Berlin Marathon·2 nights

After the Berlin Marathon: The Spreewald Biosphere

A UNESCO Biosphere Reserve where the River Spree fractures into 300 waterways. You travel by wooden punt boat. Your legs do nothing.

Duration2 nights
Transit50 min by regional train
DepartsBerlin Hauptbahnhof

The RE2 Regional Express departs Berlin Hauptbahnhof southward into the Brandenburg flatlands every hour. After 50 minutes, the urban edge dissolves and the train is running through a landscape of pine forest and marsh that belongs to a completely different Germany from the one that hosted the world's fastest road race twelve hours ago. You arrive at Lubbenau station, the main gateway to the Spreewald, with legs that are still in open negotiations with your better judgement.

The Spreewald - Spread Forest in Low Sorbian, the language of the Slavic minority community that has lived here for over a thousand years - is a UNESCO Biosphere Reserve where the River Spree fractures into over 300 separate waterways threading through 75,000 hectares of alder forest. There are no hills. There are almost no roads in the inner Spreewald. Movement happens by boat, by bicycle, or on foot along the canal banks. On the day after a marathon, one of these options is categorically preferable to the others.


The Kahn: Your Recovery Vehicle

The traditional wooden punt boat of the Spreewald is called a Kahn (plural: Kahne), and it is the oldest form of transport in the region. A Kahn is a flat-bottomed, open wooden craft, longer and wider than a Venetian gondola, with bench seating and a canopy for rain. The ferryman (Kahnfahrer) stands at the stern and poles the boat through the shallow canals - physically demanding work that you are specifically not doing.

Boat tours depart from the Groer Hafen (main harbour) in Lubbenau, a short, flat walk from the station. Tours range from one-hour circuits around the inner canals (approximately €12 to 15) to half-day journeys deep into the forest to the village of Lehde (€18 to 25) - a settlement of scattered farmsteads on individual canal islands accessible only by water.

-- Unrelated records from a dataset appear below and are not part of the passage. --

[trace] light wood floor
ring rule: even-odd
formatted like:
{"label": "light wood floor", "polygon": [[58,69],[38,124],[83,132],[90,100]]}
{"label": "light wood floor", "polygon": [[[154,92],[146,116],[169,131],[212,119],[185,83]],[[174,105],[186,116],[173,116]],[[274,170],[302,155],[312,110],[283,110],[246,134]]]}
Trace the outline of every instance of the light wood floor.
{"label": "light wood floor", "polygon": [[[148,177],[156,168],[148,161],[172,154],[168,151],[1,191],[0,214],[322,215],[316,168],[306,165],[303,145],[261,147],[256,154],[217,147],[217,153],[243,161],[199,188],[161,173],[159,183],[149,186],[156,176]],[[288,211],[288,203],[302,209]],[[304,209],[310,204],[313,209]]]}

The September timing is excellent: the crowds of high summer are thinning, the alder canopy is beginning to turn, and the light on the water in the afternoon has the particular quality of a September in continental Europe that makes everything look deliberate. Bring a layer - it cools quickly on the water after 17:00.

Booking in advance is advisable for September weekends. The Spreewald is popular with Berliners on day trips.


The Sorbian Culture

The Lower Sorbs (Niedersorbisch speakers) are a West Slavic people who have inhabited the Spreewald and the surrounding Lusatia region since the 6th century, predating German settlement by several hundred years. In the Spreewald villages - Lehde, Leipe, Burg - you will still see women in traditional Sorbian dress on festival days. Road signs in the inner Spreewald are bilingual: German and Lower Sorbian.

The Freilandmuseum Lehde (Open-Air Museum) in the village of Lehde gives the context: traditional farm buildings reconstructed on their original island plots. The museum is entirely flat and accessible by boat from Lubbenau.


Where to Eat

Restaurant Cafe Bleiche at the Bleiche Resort on the western canal edge of town is the most formal option: Brandenburg cooking using local fish, game, and produce. Zum Wendenkoenig in the town centre is the correct casual evening choice: heavy German plates (roast pork, dumplings, red cabbage) served in a setting that does not require effort, which is the relevant criterion.

The Spreewald Gurke preparation - gherkins stuffed with cream cheese and served with rye bread - appears as a starter on most menus. The Spreewald is famous throughout Germany for its pickled gherkins (Spreewälder Gurken), which have EU Protected Geographical Indication status and are genuinely excellent.


Practical Notes

  • September conditions: Typically 14 to 20°C in the afternoon, cooling to 8 to 12°C on the water in the evening. Bring a mid-layer.
  • Return trains: RE2 services back to Berlin run hourly and take 50 minutes.
  • Bicycles: The Spreewald cycling infrastructure is excellent - over 1,000 km of marked routes on flat canal-side paths. Day two, the route to Lehde and back (approximately 12 km) is one of the better easy rides in Brandenburg. Bike hire at the harbour from approximately €12 per day.